A última vez que isso havia acontecido foi no dia 6 de novembro de 2005, na vitória por 7 x 1 sobre o Santos. Na reta final dos 436 dias de jejum, o meia teve de ouvir o técnico Emerson Leão questionar suas finalizações a gol, fato que acabou lhe servindo como motivação na pré-temporada, realizada em Jarinu, interior de São Paulo.
“O professor me passou confiança e estou mais tranqüilo. Quem me conhece sabe que eu passei por muitas dificuldades em um assunto particular. Agora, estou tranqüilo e focado”, afirmou Rosinei.
Há dez anos no Corinthians, o jogador disse não ter sido comunicado oficialmente sobre o interesse do Internacional de Porto Alegre em seu futebol. Sua relação com o clube do Parque São Jorge é forte e sua intenção é permanecer. “Não estou sabendo de nada e estou muito feliz aqui. Quero fazer uma boa temporada para me valorizar e renovar meu contrato no final do ano”, disse.

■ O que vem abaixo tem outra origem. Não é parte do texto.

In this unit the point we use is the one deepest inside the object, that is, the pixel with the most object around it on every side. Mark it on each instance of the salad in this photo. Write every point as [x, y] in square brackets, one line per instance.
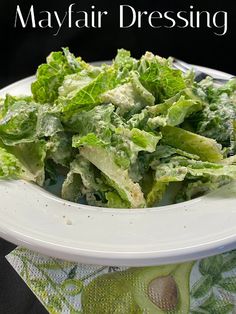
[122, 135]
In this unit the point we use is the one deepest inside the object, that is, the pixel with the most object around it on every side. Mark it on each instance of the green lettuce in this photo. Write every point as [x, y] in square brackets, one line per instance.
[50, 75]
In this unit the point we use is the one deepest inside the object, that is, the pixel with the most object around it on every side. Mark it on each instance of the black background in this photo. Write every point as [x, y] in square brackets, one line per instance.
[22, 50]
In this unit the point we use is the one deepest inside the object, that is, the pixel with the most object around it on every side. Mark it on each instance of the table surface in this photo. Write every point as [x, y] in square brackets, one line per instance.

Depois de elogiar a assistência dada por Christian, Rosinei dedicou o tão esperado gol à mulher, à filha e ao irmão. Curiosamente, a boa atuação surgiu exatamente no dia em que o jogador atuou improvisado na lateral direita. “Eu realmente não gosto de atuar neste setor. Porém, o Leão conversou bastante comigo e eu aceitei jogar ali porque estamos sofrendo com a ausência de jogadores”, explicou o meia.